Originally appeared in The Boston Book Review
For now, though, the CVS pharmacy is closer to the center of life than, say, Crate & Barrel or Pier 1, or restaurants, national parks, airports, research triangles, the lobbies of office buildings, or banks. Those places are the novels of the period, while CVS is its diary.
“The Mezzanine” (1986)
HB: Why is, your new book, “The Everlasting Story of Nory” (1998) set in England?
NB: Well, we happened to be in England. My wife and I have always liked England. I suppose we’re primitive Anglophiles.
HB: How does “primitive” modify “Anglophile”?
NB: You can be a sophisticated Anglophile and say, what I really like is a certain view of the downs, I never go to stately homes. We wanted to go to stately homes.
I also went with the knowledge that I had to write a book, and wanted it to be a book about my own daughter. Even though the story is necessarily in the third person, because children don’t dictate novels, it has to be true to how she would sort and filter things.

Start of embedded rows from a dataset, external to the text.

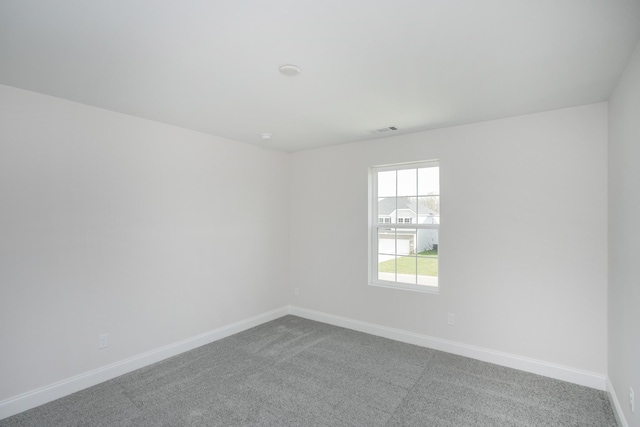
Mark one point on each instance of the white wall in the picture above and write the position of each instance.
(624, 238)
(523, 243)
(110, 223)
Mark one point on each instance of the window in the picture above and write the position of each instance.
(404, 246)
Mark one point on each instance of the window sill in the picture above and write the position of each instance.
(407, 287)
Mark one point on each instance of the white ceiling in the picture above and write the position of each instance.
(212, 66)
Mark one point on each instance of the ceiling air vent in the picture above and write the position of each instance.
(387, 129)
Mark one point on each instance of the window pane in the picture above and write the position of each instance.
(428, 271)
(428, 181)
(387, 184)
(386, 241)
(386, 208)
(406, 269)
(429, 210)
(427, 243)
(427, 257)
(407, 184)
(387, 268)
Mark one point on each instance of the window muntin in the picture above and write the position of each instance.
(404, 249)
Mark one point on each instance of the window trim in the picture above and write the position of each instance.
(374, 226)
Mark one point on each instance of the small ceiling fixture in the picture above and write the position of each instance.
(290, 70)
(387, 129)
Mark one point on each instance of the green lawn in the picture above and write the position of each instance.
(407, 264)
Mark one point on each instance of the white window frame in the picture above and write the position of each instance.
(374, 226)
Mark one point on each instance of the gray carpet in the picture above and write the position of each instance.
(296, 372)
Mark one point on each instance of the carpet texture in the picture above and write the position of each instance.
(297, 372)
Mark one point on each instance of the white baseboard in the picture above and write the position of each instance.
(79, 382)
(564, 373)
(31, 399)
(615, 404)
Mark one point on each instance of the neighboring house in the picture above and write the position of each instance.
(407, 210)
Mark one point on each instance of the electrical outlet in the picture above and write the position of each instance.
(451, 319)
(103, 341)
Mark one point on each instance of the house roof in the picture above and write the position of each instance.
(417, 205)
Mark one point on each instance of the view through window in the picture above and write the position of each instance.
(405, 225)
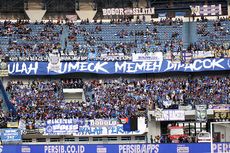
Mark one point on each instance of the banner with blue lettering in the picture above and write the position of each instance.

HB: There’s always been a child-likeness to the observations or points of view in your work. So there was a logic to your writing directly through a child’s eyes in “The Everlasting Story of Nory”.
NB: In the case of “The Mezzanine”, the guy’s on the verge of a being a grown-up in some ways. He’s figuring out what it feels like to be able to shoot your cuffs and tie your tie. I wanted to keep some of that buoyancy and childish excitement about the lunch hour; that kind of feeling would be underneath the whole book. It’s not about alienation at all, but about what fun it is have an errand, a shoelace errand.
HB: There is no alienation in your books. There’s an absence of darkness. I want to throw in the word “exuberance” here.